To rebuild this history on top of a commit O' elsewhere:

        O---A---B
             \   \
              D---E---F---G
                         / 
                        X

you would need to:

	pick A
        pick B
        reset <<to the state after "pick A">>
        pick D
        merge <<the state after "pick B">>
        pick F
        merge X (taken from somebody else)

and the syntax proposed to express <<the above part>> can either be your
"the result of the last operation that used the named commit", which is
simple in some cases, or "named commit, be it with mark or standard sha-1
expression".

Introducing a 'mark' insn to mark the previous result you may want to go
back to is one way to solve this without ambiguity.  Then abbreviated
object name won't have to be mapped as in your proposal.
--

From: Johannes Schindelin
Date: Monday, April 28, 2008 - 5:39 pm

Hi,


pick abcdefg
pick pqrstuv

Now imagine that pqrstuv is a unique commit name _before_ cherry-picking 
abcdefg, but not _after_ it.  Unlikely?  Yes.  Impossible?  No.

Ciao,
Dscho

--

From: Junio C Hamano
Date: Monday, April 28, 2008 - 10:17 pm

No, I am still being misunderstood.  That is not the uniqueness issue I
was talking about.

As I tried to describe in a message that used a phrase "the beauty of your
approach" (which I suspect you stopped reading after that phrase), your
rule "an object name names the commit after the last operation that used
the commit, unless it is the first appearance in the sequence, in which
case it names the original commit" works most of the time, but becomes
cumbersome and unwieldy when the history you try to reproduce becomes more
elaborate.  And the reason I suggested 'mark' was because I was seeing
this in the context of the sequencer, not just "rebase -i".

This is just a minor syntax issue and I am not sure why we got into this
misunderstanding, but let's try again.  Suppose you want to recreate this
history on top of a different O'.  For merges, upper parents are earlier
ones:

     A         reset O'
    / \        pick  B
   /   X       reset O'
  /   / \      pick A
 O---B   Z     merge B -- recreate X
  \   \ /      reset O'
   \   Y       pick C
    \ /        merge B? -- recreate Y
     C         reset B -- go back to recreated X
               merge B? -- recreate Z

The above sequence does not work.  As you already used B to create X',
when you want to recreate Y, the last operation used B is now X' and you
cannot name B' to merge that to C' to produce Y' (and the above sequence
is wrong in that it attempts to recreate Y' in a wrong order --- we should
reset to the recreated B and merge recreated C to produce Y', but for that
you need to be able to say "reset to B'", but you've already used B to
recreate X' so you cannot do that).

You could (because you are intelligent human) reorder things to take
advantage of the fact that pick and merge uses the "current detached HEAD"
to avoid refering to B in this particular case, like this:

        reset O'
        pick A
        reset O'
        pick B	
        reset O'
        pick C
        reset B	-- go back to ...
From: Johannes Sixt
Date: Tuesday, April 29, 2008 - 12:12 am

Because it is hand-crafted. I'd expect rebase to suggest a series that
works as long as the user doesn't modify it. Like this:

	reset O'
	pick C
	reset O'
	pick B
	merge C -- recreate Y
	reset O'
	pick A
	merge B -- recreate X
	merge Y -- recreate Z

Here all commit names are clearly the original in the first insn that
references it, and the rewritten version in later references. No marks needed.

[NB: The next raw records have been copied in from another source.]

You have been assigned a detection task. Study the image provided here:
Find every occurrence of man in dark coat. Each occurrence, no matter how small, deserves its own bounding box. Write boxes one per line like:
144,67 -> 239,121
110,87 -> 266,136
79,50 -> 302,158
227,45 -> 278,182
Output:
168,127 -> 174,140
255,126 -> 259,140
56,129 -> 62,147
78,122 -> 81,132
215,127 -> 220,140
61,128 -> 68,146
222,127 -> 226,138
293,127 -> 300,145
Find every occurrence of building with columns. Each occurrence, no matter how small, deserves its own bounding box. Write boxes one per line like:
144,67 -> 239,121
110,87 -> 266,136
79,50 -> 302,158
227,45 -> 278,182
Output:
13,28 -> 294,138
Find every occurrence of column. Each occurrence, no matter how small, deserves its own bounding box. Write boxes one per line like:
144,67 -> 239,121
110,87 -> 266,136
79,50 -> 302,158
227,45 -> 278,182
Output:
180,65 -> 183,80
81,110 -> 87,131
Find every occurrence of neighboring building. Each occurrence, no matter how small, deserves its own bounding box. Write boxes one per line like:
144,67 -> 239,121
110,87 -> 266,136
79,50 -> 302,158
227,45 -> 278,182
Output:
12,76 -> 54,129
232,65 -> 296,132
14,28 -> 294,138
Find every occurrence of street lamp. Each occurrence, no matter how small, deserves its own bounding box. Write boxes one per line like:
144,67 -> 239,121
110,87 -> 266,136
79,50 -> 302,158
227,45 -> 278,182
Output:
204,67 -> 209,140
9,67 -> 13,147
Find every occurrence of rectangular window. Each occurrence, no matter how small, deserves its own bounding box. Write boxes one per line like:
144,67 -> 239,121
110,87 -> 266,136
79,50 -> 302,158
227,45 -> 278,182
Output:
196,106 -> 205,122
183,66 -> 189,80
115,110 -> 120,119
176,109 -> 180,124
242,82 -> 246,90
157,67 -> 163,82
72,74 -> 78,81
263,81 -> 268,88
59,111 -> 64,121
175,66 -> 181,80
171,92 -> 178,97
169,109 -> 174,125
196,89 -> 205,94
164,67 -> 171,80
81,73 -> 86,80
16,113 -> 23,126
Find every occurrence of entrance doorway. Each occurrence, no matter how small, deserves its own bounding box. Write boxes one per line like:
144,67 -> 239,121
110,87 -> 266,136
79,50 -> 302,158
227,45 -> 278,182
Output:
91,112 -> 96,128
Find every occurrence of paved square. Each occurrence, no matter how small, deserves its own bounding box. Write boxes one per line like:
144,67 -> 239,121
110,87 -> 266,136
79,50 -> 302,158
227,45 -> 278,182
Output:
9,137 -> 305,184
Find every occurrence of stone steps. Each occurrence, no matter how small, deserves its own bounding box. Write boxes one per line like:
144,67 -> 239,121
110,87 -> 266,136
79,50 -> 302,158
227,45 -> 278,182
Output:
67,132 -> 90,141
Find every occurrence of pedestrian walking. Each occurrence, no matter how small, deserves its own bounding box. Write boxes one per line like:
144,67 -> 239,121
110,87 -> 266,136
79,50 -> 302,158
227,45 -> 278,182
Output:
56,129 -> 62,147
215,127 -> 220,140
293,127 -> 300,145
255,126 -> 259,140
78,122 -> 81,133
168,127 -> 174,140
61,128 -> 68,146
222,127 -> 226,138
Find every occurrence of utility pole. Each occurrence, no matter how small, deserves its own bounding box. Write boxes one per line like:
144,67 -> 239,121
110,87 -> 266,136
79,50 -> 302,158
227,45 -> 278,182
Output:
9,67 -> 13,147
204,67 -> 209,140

If the user modifies the insns, he better knows what he's doing, in
particular, when it's necessary to rebuild such complex histories.

-- Hannes

--

From: Johannes Schindelin
Date: Tuesday, April 29, 2008 - 3:52 am

Hi,


I fully agree.  rebase -i is _not_ about the same goal as git-sequencer.  
rebase -i is about user interaction.  sequencer is about having a common 
plumbing for the different porcelains.

And of course, if you want to play games with rebase -i, you can _always_ 
use the "edit" command (even if you do not plan to edit) to get the commit 
name of the new commit.

And you can _always_ use the _full_ commit name to reference the original 
commit (at least that is how I planned it: the original _short_ name would 
be replaced by the rewritten commit name, but not the _long_ name).

Ciao,
Dscho

--

From: Junio C Hamano
Date: Tuesday, April 29, 2008 - 2:16 pm

The problem is that both of you stopped reading after the part you quoted.

--

From: Johannes Schindelin
Date: Tuesday, April 29, 2008 - 2:25 pm

Hi,


I did not.  But I assumed that Hannes' example showed that it is always 
possible to reorder the commands such that you there is no problem with 
interpreting a short commit name as the original commit _until_ that 
commit is rewritten, and _then_ as the rewritten commit.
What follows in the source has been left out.